Leading by Listening

Entrepreneur Sinclair Beecham, co-founder of Pret A Manger, declares, 'I don’t understand business people—they’re too short-term.' His success stems from trusting instinct over analysis and prioritizing customer happiness over spreadsheets. Similarly, Admiral George Zambellas revitalized the Royal Navy not through resources but belief—combining logic and passion to restore faith in a struggling institution. Both leaders show that creative authority comes from presence, not command.

The Outsider Advantage

Fred Cook of GolinHarris and Jackie Cooper of Edelman embody the 'outsider’s edge.' Neither had conventional credentials; both turned curiosity into career. Cook’s 'Unternship' sends interns away from the office for months to explore the world—living with Amish families or hiking mountains—because life experience fuels creativity better than cubicles.
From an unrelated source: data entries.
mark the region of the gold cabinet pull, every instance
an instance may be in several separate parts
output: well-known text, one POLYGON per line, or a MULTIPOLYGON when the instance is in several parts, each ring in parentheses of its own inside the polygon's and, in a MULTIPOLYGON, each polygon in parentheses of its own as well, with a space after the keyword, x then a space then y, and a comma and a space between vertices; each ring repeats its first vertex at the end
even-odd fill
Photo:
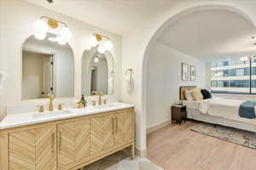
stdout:
POLYGON ((55 153, 55 131, 52 131, 52 136, 51 136, 51 152, 55 153))
POLYGON ((117 122, 117 117, 115 117, 115 133, 118 131, 118 122, 117 122))
POLYGON ((62 129, 60 128, 60 136, 59 136, 59 150, 61 150, 61 143, 62 143, 62 129))

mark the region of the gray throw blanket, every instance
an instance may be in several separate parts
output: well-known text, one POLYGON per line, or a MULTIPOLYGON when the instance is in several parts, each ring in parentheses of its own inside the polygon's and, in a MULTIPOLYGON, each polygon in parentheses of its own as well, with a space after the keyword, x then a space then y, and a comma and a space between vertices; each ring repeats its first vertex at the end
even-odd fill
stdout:
POLYGON ((241 104, 239 107, 239 116, 244 118, 253 119, 256 117, 255 115, 255 105, 254 101, 246 101, 241 104))

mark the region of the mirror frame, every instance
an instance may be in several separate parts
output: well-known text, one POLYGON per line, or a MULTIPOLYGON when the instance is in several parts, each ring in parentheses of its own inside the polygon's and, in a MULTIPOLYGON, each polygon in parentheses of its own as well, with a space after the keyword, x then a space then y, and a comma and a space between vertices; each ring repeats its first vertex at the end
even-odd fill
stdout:
MULTIPOLYGON (((47 34, 51 34, 53 36, 57 36, 57 34, 55 34, 55 32, 51 32, 51 31, 49 31, 47 32, 47 34)), ((21 43, 21 46, 20 46, 20 101, 22 102, 26 102, 26 101, 32 101, 32 100, 46 100, 48 99, 48 98, 38 98, 38 99, 22 99, 22 77, 23 77, 23 71, 22 71, 22 68, 23 68, 23 62, 22 62, 22 58, 23 58, 23 50, 24 50, 24 46, 25 46, 25 43, 28 40, 28 38, 30 38, 31 37, 34 36, 34 34, 29 34, 28 37, 26 37, 25 38, 25 40, 23 41, 23 42, 21 43)), ((45 37, 47 38, 47 37, 45 37)), ((55 96, 55 99, 75 99, 76 98, 76 91, 75 91, 75 86, 76 86, 76 82, 75 82, 75 76, 76 76, 76 70, 75 70, 75 54, 74 54, 74 50, 73 50, 73 48, 72 47, 72 44, 69 42, 67 42, 67 43, 68 44, 70 49, 72 50, 72 53, 73 53, 73 96, 70 96, 70 97, 61 97, 61 98, 56 98, 55 96)), ((35 53, 42 53, 42 54, 49 54, 48 51, 45 52, 45 50, 38 50, 38 49, 34 49, 34 48, 27 48, 27 49, 31 49, 31 52, 35 52, 35 53)))
MULTIPOLYGON (((84 60, 84 53, 85 52, 90 52, 90 50, 93 50, 92 52, 92 55, 91 56, 94 56, 96 53, 97 53, 97 47, 98 46, 96 46, 96 47, 92 47, 90 49, 84 49, 83 51, 83 54, 82 54, 82 58, 81 58, 81 82, 80 82, 80 85, 81 85, 81 90, 80 90, 80 93, 82 94, 82 80, 83 80, 83 74, 82 74, 82 71, 83 71, 83 60, 84 60)), ((107 63, 108 63, 108 61, 109 60, 108 60, 107 58, 108 57, 110 57, 111 58, 111 61, 112 61, 112 72, 113 72, 113 93, 111 94, 103 94, 103 95, 108 95, 108 96, 113 96, 114 95, 114 59, 113 59, 113 54, 108 51, 108 50, 106 50, 105 53, 103 54, 106 57, 106 60, 107 60, 107 63)), ((84 94, 84 97, 93 97, 93 96, 97 96, 96 94, 95 95, 86 95, 84 94)))

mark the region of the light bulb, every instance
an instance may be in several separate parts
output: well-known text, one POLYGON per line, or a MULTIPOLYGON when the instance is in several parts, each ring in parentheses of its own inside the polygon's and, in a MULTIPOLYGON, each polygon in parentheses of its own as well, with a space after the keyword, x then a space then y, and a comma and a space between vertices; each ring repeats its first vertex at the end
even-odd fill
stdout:
POLYGON ((48 31, 48 26, 43 19, 38 19, 33 23, 33 26, 37 32, 45 33, 48 31))
POLYGON ((113 48, 113 44, 112 42, 108 40, 104 43, 104 48, 106 50, 111 50, 113 48))
POLYGON ((56 42, 56 41, 58 41, 56 37, 49 37, 48 40, 50 41, 50 42, 56 42))
POLYGON ((94 62, 98 63, 100 61, 100 59, 98 57, 94 58, 94 62))
POLYGON ((86 44, 84 48, 89 51, 91 48, 91 46, 90 44, 86 44))
POLYGON ((98 52, 99 52, 100 54, 103 54, 103 53, 105 53, 105 51, 106 51, 106 48, 105 48, 103 46, 100 45, 100 46, 98 47, 98 52))
POLYGON ((67 41, 59 36, 57 37, 57 42, 61 45, 65 45, 67 43, 67 41))
POLYGON ((34 37, 38 40, 44 40, 46 37, 46 33, 35 33, 34 37))
POLYGON ((72 33, 69 30, 69 28, 67 27, 63 27, 61 28, 61 30, 60 31, 60 36, 61 38, 65 39, 65 40, 69 40, 72 37, 72 33))
POLYGON ((90 47, 96 47, 98 44, 98 41, 96 38, 95 36, 92 36, 90 39, 89 39, 89 43, 90 45, 90 47))

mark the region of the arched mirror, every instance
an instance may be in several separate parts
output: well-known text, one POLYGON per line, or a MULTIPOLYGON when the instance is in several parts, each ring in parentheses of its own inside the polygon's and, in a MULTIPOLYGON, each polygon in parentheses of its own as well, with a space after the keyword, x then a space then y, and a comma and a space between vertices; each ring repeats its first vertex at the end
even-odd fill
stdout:
POLYGON ((84 95, 113 94, 113 61, 109 52, 99 54, 96 48, 84 52, 81 86, 84 95))
POLYGON ((38 40, 29 37, 22 48, 22 99, 74 96, 74 60, 68 43, 60 44, 48 33, 38 40))

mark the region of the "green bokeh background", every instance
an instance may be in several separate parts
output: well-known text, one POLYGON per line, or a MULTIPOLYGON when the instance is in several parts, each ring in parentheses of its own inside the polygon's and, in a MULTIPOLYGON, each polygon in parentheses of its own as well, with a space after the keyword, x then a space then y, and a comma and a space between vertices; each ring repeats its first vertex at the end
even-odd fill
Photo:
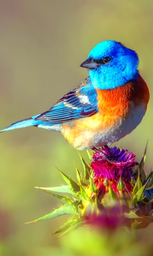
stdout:
MULTIPOLYGON (((152 0, 1 0, 0 128, 49 109, 88 76, 79 65, 92 48, 105 40, 121 42, 138 53, 150 99, 140 124, 116 145, 134 152, 139 161, 148 139, 149 172, 153 166, 153 12, 152 0)), ((60 248, 75 237, 61 242, 49 235, 65 217, 24 223, 57 207, 55 199, 34 187, 62 182, 53 164, 75 177, 73 161, 82 168, 76 150, 60 132, 35 127, 0 137, 0 255, 68 255, 60 248)), ((87 159, 85 152, 82 154, 87 159)), ((138 231, 138 241, 151 241, 152 228, 138 231)))

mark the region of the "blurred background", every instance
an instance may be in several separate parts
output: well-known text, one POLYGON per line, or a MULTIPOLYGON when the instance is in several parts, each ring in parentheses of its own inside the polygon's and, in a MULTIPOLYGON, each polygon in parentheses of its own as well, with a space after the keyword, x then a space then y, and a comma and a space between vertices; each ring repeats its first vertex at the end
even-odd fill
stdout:
MULTIPOLYGON (((119 41, 138 53, 150 99, 140 125, 115 145, 133 152, 139 161, 149 139, 145 170, 149 172, 153 12, 152 0, 0 0, 1 129, 48 109, 88 76, 79 65, 93 47, 105 40, 119 41)), ((76 150, 60 132, 34 127, 3 133, 0 137, 0 255, 68 255, 63 248, 73 246, 74 235, 55 241, 56 237, 49 236, 66 217, 24 223, 58 207, 55 199, 34 187, 60 185, 53 164, 75 178, 73 161, 80 171, 82 168, 76 150)), ((86 152, 81 153, 88 161, 86 152)), ((142 241, 151 243, 153 227, 137 231, 137 246, 142 241)))

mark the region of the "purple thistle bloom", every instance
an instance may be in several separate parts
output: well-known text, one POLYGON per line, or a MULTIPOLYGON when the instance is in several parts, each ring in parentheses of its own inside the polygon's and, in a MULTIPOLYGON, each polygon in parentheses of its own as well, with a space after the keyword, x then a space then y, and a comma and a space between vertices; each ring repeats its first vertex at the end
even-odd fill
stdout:
POLYGON ((138 164, 134 161, 135 156, 132 153, 127 154, 127 150, 116 147, 109 148, 105 146, 94 150, 95 153, 93 154, 91 167, 94 171, 94 181, 98 188, 105 190, 104 181, 106 179, 114 192, 117 193, 117 187, 121 178, 127 188, 130 191, 132 168, 138 164))

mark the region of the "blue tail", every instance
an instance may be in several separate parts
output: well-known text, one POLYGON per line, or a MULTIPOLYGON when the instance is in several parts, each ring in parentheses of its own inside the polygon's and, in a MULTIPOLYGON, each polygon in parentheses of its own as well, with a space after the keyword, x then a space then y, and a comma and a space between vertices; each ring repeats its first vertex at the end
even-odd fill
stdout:
POLYGON ((36 125, 38 124, 37 123, 38 121, 36 120, 35 120, 32 117, 31 117, 12 124, 10 126, 6 127, 4 129, 0 131, 0 132, 5 132, 5 131, 17 129, 18 128, 22 128, 24 127, 27 127, 28 126, 36 125))

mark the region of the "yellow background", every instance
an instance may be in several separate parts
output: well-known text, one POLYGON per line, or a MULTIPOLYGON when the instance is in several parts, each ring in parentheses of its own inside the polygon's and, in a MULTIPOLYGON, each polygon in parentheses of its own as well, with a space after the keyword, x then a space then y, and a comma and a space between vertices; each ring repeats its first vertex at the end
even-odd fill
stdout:
MULTIPOLYGON (((119 41, 138 53, 150 99, 140 124, 116 145, 134 152, 139 161, 148 139, 149 172, 153 11, 152 0, 1 0, 0 128, 48 110, 88 76, 79 65, 94 46, 105 40, 119 41)), ((34 187, 62 182, 53 163, 74 178, 73 160, 82 168, 76 150, 60 132, 30 127, 1 134, 0 151, 0 255, 57 255, 53 248, 61 242, 49 235, 66 217, 24 223, 58 207, 55 199, 34 187)), ((87 159, 85 152, 82 154, 87 159)), ((138 233, 151 237, 152 229, 151 224, 138 233)))

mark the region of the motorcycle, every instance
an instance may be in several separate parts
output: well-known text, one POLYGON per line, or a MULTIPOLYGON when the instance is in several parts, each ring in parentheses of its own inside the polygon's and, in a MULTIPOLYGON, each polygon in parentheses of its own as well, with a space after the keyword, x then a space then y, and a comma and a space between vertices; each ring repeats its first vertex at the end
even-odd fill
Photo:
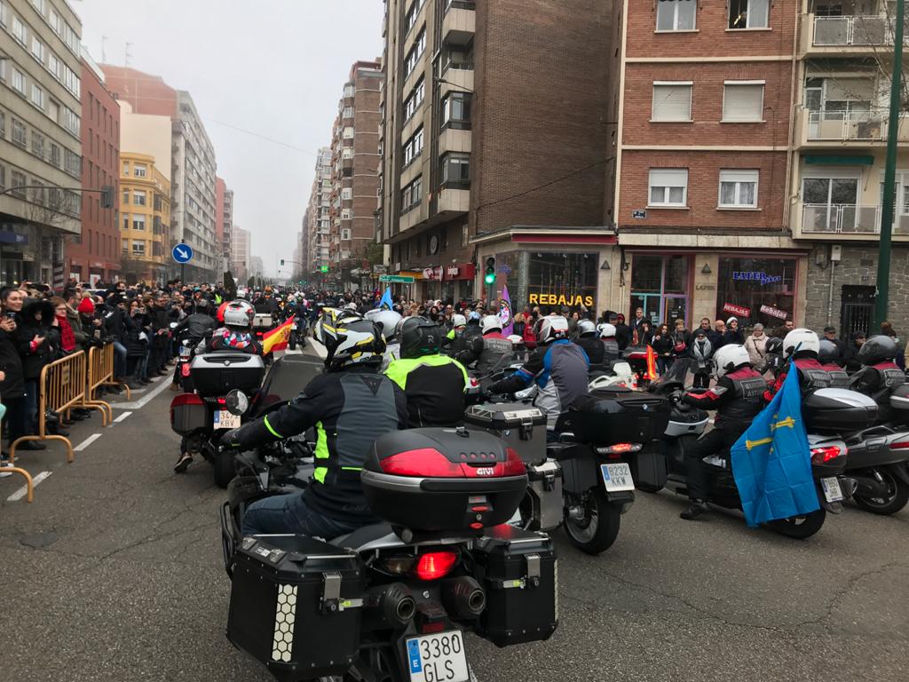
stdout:
MULTIPOLYGON (((684 454, 707 429, 710 418, 705 410, 681 402, 685 363, 676 361, 649 390, 670 396, 669 424, 656 447, 638 456, 637 487, 656 493, 668 487, 677 495, 687 496, 687 465, 684 454)), ((843 500, 855 488, 855 482, 844 476, 846 468, 846 443, 840 435, 844 424, 866 418, 867 402, 854 391, 824 388, 806 396, 803 416, 809 431, 811 469, 820 508, 810 514, 770 521, 766 526, 787 537, 804 539, 821 529, 829 511, 843 511, 843 500), (846 395, 843 395, 846 394, 846 395), (852 395, 849 395, 852 394, 852 395), (856 402, 857 399, 857 402, 856 402), (835 428, 831 428, 835 425, 835 428)), ((715 453, 704 458, 710 495, 707 501, 729 509, 741 509, 742 502, 732 471, 728 452, 715 453)))
POLYGON ((218 449, 218 441, 240 426, 262 383, 265 363, 259 356, 215 351, 195 356, 188 366, 195 391, 171 401, 171 428, 183 438, 182 451, 211 462, 215 484, 225 488, 235 476, 234 460, 218 449))
MULTIPOLYGON (((254 414, 292 396, 271 383, 277 399, 254 414)), ((527 485, 504 443, 464 428, 386 434, 362 472, 382 522, 331 542, 244 537, 249 504, 308 485, 308 451, 287 438, 238 455, 221 511, 227 637, 275 677, 466 682, 467 633, 498 647, 552 636, 555 554, 544 534, 501 525, 527 485)))

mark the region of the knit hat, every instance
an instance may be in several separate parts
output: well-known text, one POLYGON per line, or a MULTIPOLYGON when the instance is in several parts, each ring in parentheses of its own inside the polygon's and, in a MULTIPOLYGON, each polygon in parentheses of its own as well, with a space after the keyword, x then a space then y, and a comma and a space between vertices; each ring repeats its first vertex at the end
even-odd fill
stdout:
POLYGON ((83 315, 95 315, 95 304, 87 296, 79 301, 79 307, 77 309, 83 315))

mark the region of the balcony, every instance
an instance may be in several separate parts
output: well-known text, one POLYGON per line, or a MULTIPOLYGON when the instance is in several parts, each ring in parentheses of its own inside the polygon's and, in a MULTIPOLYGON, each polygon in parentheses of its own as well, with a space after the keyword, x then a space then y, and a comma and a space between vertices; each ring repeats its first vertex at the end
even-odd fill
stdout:
POLYGON ((442 19, 442 41, 451 45, 466 45, 476 33, 476 3, 448 0, 442 19))

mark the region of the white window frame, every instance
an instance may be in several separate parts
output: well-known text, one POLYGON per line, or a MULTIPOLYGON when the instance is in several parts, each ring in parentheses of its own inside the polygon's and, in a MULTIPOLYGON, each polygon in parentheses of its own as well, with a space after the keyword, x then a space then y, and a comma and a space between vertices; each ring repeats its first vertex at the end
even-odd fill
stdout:
POLYGON ((720 179, 717 185, 716 206, 717 208, 757 208, 757 196, 761 189, 761 173, 754 169, 742 168, 721 168, 720 179), (735 186, 735 203, 723 203, 723 184, 734 183, 735 186), (752 204, 743 204, 739 201, 742 193, 742 185, 754 183, 754 201, 752 204))
POLYGON ((724 81, 723 82, 723 113, 722 123, 764 123, 764 99, 767 94, 766 81, 724 81), (726 118, 726 95, 730 87, 761 86, 761 106, 757 118, 726 118))
POLYGON ((659 123, 691 123, 692 122, 692 101, 694 99, 694 83, 693 81, 654 81, 652 102, 650 105, 650 120, 659 123), (656 102, 657 88, 661 87, 687 87, 688 88, 688 117, 687 118, 657 118, 656 102))
POLYGON ((687 168, 651 168, 647 175, 647 206, 653 206, 654 208, 687 208, 688 207, 688 169, 687 168), (669 201, 669 190, 672 187, 678 187, 679 185, 654 185, 654 175, 659 173, 665 174, 678 174, 679 178, 681 178, 682 174, 684 174, 684 184, 682 185, 682 201, 681 202, 672 202, 669 201), (653 198, 653 188, 654 187, 663 187, 663 201, 654 202, 653 198))

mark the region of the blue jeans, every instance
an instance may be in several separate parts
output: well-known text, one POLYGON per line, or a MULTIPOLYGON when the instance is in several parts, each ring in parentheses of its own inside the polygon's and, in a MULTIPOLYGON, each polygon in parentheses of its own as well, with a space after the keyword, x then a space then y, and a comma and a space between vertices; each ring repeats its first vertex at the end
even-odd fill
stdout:
POLYGON ((348 523, 309 508, 303 495, 275 495, 254 502, 243 517, 243 535, 302 534, 333 540, 363 524, 348 523))

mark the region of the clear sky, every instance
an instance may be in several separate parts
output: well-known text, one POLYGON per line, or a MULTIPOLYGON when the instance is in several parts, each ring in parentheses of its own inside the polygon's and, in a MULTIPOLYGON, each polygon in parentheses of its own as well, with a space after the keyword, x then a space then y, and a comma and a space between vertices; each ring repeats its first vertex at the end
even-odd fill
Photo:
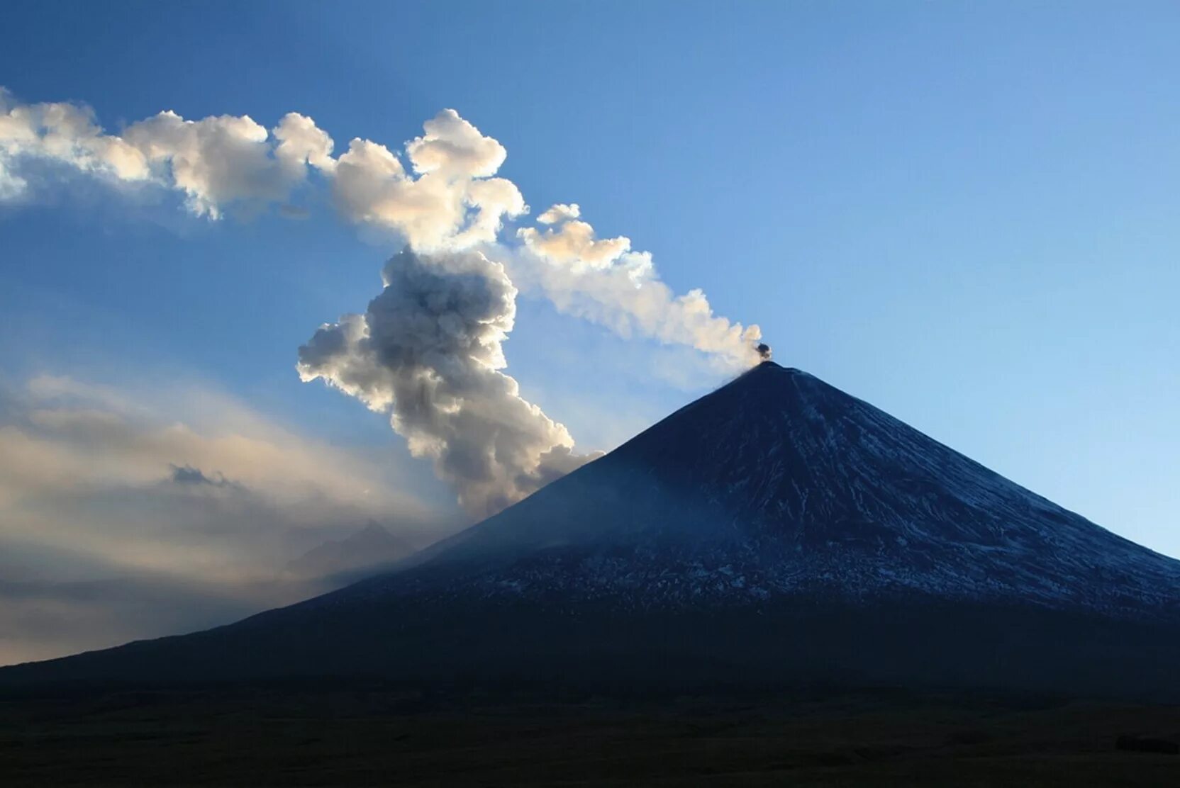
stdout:
MULTIPOLYGON (((1174 2, 9 1, 4 27, 0 85, 111 132, 297 111, 339 155, 453 107, 531 216, 578 203, 780 363, 1180 557, 1174 2)), ((185 425, 163 392, 194 381, 460 518, 384 416, 295 373, 393 251, 330 210, 211 222, 71 179, 0 206, 0 375, 185 425)), ((507 372, 582 448, 720 382, 518 310, 507 372)))

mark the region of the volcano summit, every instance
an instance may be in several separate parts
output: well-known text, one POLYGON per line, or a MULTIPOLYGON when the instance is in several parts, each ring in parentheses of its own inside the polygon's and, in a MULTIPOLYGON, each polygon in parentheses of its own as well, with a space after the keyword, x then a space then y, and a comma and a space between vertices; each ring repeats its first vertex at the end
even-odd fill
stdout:
POLYGON ((2 683, 1003 687, 1180 697, 1180 562, 763 362, 395 570, 2 683))

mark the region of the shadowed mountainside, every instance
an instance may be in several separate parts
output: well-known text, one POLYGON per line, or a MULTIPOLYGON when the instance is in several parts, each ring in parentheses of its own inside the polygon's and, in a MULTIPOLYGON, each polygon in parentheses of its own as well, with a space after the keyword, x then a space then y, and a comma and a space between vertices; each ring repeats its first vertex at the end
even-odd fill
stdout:
POLYGON ((1180 562, 766 362, 399 569, 0 682, 968 685, 1180 697, 1180 562))

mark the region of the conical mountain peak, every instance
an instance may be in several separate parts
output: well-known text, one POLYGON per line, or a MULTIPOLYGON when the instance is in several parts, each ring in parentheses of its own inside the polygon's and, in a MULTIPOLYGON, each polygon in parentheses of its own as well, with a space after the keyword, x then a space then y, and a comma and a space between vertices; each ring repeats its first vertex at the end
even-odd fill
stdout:
POLYGON ((766 362, 386 574, 0 681, 857 676, 1174 696, 1178 659, 1180 562, 766 362))

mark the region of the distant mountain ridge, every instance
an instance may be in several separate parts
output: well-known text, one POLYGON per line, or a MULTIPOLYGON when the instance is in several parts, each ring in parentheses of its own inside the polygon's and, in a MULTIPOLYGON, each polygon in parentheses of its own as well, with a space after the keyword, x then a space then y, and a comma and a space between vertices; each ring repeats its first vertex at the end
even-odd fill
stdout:
POLYGON ((1180 562, 765 362, 524 501, 299 605, 0 683, 1005 687, 1174 696, 1180 562))
POLYGON ((414 552, 413 545, 394 536, 376 520, 343 538, 313 547, 284 567, 295 579, 330 579, 363 576, 393 564, 414 552))
POLYGON ((483 564, 458 582, 507 596, 695 605, 912 591, 1180 612, 1180 562, 772 362, 420 560, 483 564))

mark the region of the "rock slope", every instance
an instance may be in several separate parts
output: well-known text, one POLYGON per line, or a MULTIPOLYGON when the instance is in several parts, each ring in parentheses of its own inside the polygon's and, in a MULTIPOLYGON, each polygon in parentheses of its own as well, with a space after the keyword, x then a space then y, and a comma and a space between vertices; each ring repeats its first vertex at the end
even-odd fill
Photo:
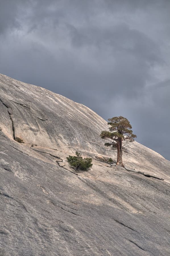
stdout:
POLYGON ((134 142, 111 166, 106 121, 2 75, 0 110, 0 255, 169 255, 169 161, 134 142), (68 165, 77 149, 88 172, 68 165))

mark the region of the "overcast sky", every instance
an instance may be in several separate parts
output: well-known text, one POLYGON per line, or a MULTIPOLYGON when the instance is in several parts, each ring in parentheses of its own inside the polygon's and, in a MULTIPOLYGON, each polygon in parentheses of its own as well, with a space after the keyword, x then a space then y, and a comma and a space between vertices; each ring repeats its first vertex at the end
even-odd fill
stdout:
POLYGON ((169 0, 1 0, 0 73, 122 115, 170 160, 169 0))

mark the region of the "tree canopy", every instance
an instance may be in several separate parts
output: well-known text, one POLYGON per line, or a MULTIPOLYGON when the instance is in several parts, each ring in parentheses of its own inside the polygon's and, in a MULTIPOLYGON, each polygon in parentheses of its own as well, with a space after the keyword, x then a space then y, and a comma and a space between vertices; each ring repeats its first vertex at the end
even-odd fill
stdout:
POLYGON ((120 116, 115 117, 108 119, 107 123, 109 126, 109 131, 101 132, 100 137, 103 139, 111 139, 113 141, 105 143, 107 146, 111 146, 112 148, 117 148, 117 158, 116 164, 124 166, 122 162, 122 141, 128 140, 131 142, 133 141, 137 136, 133 133, 131 129, 132 127, 129 121, 125 117, 120 116))

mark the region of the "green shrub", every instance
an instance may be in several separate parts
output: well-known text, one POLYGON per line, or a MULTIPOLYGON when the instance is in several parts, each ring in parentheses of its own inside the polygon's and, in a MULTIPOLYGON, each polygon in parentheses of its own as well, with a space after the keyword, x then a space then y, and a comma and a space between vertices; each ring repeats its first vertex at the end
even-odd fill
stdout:
POLYGON ((112 162, 113 162, 113 160, 112 159, 112 158, 111 158, 111 157, 110 157, 110 158, 109 158, 109 160, 108 160, 108 162, 109 162, 109 163, 112 163, 112 162))
POLYGON ((79 169, 86 170, 92 167, 93 165, 93 164, 92 164, 92 158, 87 157, 83 158, 80 153, 77 151, 76 152, 76 156, 69 156, 67 157, 67 161, 71 166, 74 167, 76 170, 79 169))
POLYGON ((19 143, 24 143, 24 141, 23 141, 23 140, 21 139, 20 138, 19 138, 18 137, 16 137, 15 140, 16 141, 17 141, 17 142, 19 142, 19 143))

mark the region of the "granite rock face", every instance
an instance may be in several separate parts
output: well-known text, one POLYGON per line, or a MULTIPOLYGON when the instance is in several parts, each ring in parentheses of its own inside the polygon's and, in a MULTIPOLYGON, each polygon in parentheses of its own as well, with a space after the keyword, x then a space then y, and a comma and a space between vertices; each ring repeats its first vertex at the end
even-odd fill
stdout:
POLYGON ((134 142, 110 164, 106 121, 3 75, 0 111, 0 255, 170 254, 169 161, 134 142), (88 172, 69 166, 76 150, 88 172))

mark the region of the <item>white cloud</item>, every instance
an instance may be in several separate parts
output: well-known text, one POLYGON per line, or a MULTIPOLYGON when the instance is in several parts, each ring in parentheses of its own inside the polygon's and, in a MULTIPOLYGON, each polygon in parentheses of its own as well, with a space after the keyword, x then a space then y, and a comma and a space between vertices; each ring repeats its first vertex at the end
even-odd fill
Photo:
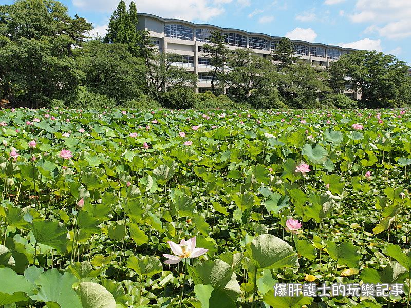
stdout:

For Cooper, success came from rejecting complacency and valuing stillness. She works four days a week, keeps some days speechless, and uses silence as strategy. In a noisy industry, she found power by stepping away from noise.

Purpose and Play

True leaders, Lewis argues, create playful cultures. They model curiosity and vulnerability, letting others fail safely. Lord Chadlington’s habit of weekly solitude and Sir Cary Cooper’s insistence on fun in science both show that joy and ethics are inseparable from sustainable creativity. Each proves Gandhi’s idea that beauty and truth are one: good work emerges from good intent.

In the end, the most creative leaders do less but inspire more. They lead not by telling people what to do but by being someone worth following. As Lewis writes, 'You can’t do these words—you can only be them.' In slowing down to think, they speed up the world’s progress.